Aslında yanıt net: Hayatlarımızın arasındaki kesişimsel bağlantısallıkları önemseyerek ve yeryüzündeki her canlıya eşit derecede önem ve saygı göstererek…
Prof. Kılıç’ın dediği gibi, her şey içinde bulunduğu ağ ile anlamlı… “Eğer kendinizi geliştirmek istiyorsanız en kolay yolu, yanınızdakini geliştirmek” diyor kendisi. Çünkü yaşamın ve bu dünyanın tek sahibi biz değiliz. Çünkü yaşam aslında canlı ve cansız tüm bileşenlerinin aritmetik toplamının da ötesinde. Çünkü her şey içinde bulunduğu ağ ile gerçekleşiyor.
Yeni Bir Yaşam Kültürü
Yeni bir bakış açısı, yeni bir yaşam kültürü gerekli. Oysa, birbiri ardı sıra vahşet, istismar, tecavüz, kadın ve çocuk cinayeti haberleriyle doluyor telefon ekranlarımız…
Vicdanını yitirmiş bir çağın gerçekleri karşısında insanlığımızı koruma uğraşı veriyoruz.
Bebekten katil yaratan karanlığın bileşenlerini sorgulamadıkça ve sadece sonuca odaklandıkça yaşam merkezli insan anlayışından fersah fersah uzaklaşıyoruz.
Oysa, Prof.

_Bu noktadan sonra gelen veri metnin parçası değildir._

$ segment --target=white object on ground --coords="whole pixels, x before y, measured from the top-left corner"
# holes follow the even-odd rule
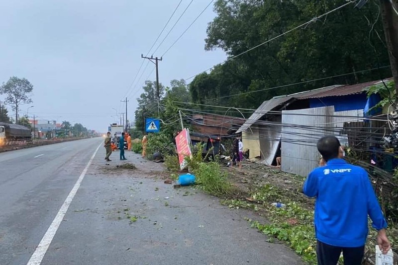
[[[394,255],[390,249],[387,254],[383,254],[380,251],[379,246],[376,246],[376,265],[393,265]]]

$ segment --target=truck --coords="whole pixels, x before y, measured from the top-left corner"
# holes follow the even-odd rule
[[[110,136],[113,137],[115,133],[116,133],[116,137],[117,139],[117,142],[116,146],[119,148],[119,140],[121,137],[121,133],[124,132],[124,128],[122,125],[118,125],[117,124],[113,123],[110,125],[108,128],[109,131],[110,132]],[[127,149],[127,138],[124,137],[124,149]]]
[[[32,140],[30,129],[18,124],[0,123],[0,146],[16,141]]]

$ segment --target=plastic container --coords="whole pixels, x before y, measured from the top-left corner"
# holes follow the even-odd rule
[[[189,173],[180,175],[178,177],[178,182],[183,186],[191,185],[195,183],[195,176]]]
[[[286,204],[284,203],[281,203],[280,202],[273,202],[271,204],[272,206],[275,206],[277,208],[283,208],[286,206]]]

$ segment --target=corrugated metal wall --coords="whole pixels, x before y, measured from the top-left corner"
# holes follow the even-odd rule
[[[251,130],[248,130],[242,132],[243,150],[249,150],[249,158],[255,158],[261,156],[258,133],[258,129],[253,127],[251,128]]]
[[[316,149],[318,139],[325,135],[334,134],[342,144],[348,145],[347,135],[340,133],[343,124],[361,121],[354,117],[363,117],[363,114],[358,110],[335,112],[333,106],[283,111],[282,171],[307,176],[318,166],[320,158]],[[318,128],[313,128],[314,126]]]
[[[259,130],[260,146],[262,163],[271,165],[275,158],[282,136],[282,117],[278,116],[273,124],[267,125]]]

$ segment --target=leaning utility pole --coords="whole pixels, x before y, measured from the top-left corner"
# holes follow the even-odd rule
[[[33,139],[36,139],[36,120],[33,114]]]
[[[396,97],[398,97],[398,0],[380,0],[380,7]]]
[[[158,101],[158,115],[159,115],[160,112],[160,108],[159,108],[159,103],[160,102],[160,92],[159,91],[159,70],[158,69],[158,61],[162,61],[162,58],[161,57],[160,59],[158,59],[157,57],[155,57],[155,58],[153,58],[153,56],[151,56],[151,57],[145,57],[143,56],[143,55],[141,55],[141,58],[145,58],[146,59],[148,59],[149,61],[152,62],[155,64],[156,68],[156,95],[157,97],[157,101]],[[155,62],[153,61],[155,60]]]
[[[127,100],[127,98],[126,97],[126,99],[124,100],[120,100],[121,102],[125,102],[126,103],[126,128],[124,129],[127,131],[127,102],[128,102],[128,100]],[[124,118],[123,118],[123,122],[124,122]]]
[[[122,112],[121,113],[121,115],[122,115],[122,117],[123,117],[123,120],[122,120],[122,121],[123,121],[123,128],[124,128],[124,112]]]

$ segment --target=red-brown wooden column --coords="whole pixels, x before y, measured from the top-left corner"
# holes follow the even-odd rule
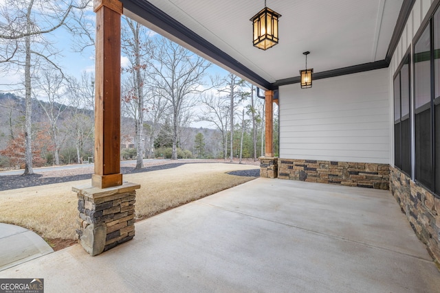
[[[96,12],[95,171],[91,185],[122,184],[120,174],[120,40],[122,3],[94,0]]]
[[[274,91],[266,91],[265,156],[274,156]]]

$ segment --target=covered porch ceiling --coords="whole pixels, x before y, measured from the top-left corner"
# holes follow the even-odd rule
[[[122,0],[124,14],[265,89],[299,82],[309,51],[314,79],[387,67],[414,0],[269,0],[279,43],[252,46],[263,0]]]

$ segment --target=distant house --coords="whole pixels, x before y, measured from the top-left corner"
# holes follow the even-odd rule
[[[124,148],[135,148],[134,137],[125,135],[121,137],[121,149]]]

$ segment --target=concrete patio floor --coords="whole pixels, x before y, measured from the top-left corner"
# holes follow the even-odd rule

Kılıç’ın da dediği gibi, “Sağlıksız bir ormanın içindeki, sağlıksız bir ağacın üzerindeki yaprağın sağlıklı olması mümkün değil.” Bir toplumun sağlığını iyileştirmek ve onarıcı adalet seçeneklerini konuşmak yerine hapis cezalarının süresine odaklandıkça, canlılara yönelik hiçbir şiddet türü tamamen sona ermiyor, çünkü failler cezanın “yatarı”na bakıyorlar sadece.
Bizim artık yeni bir yaşam modeli üzerinde tartışmamız gerekiyor.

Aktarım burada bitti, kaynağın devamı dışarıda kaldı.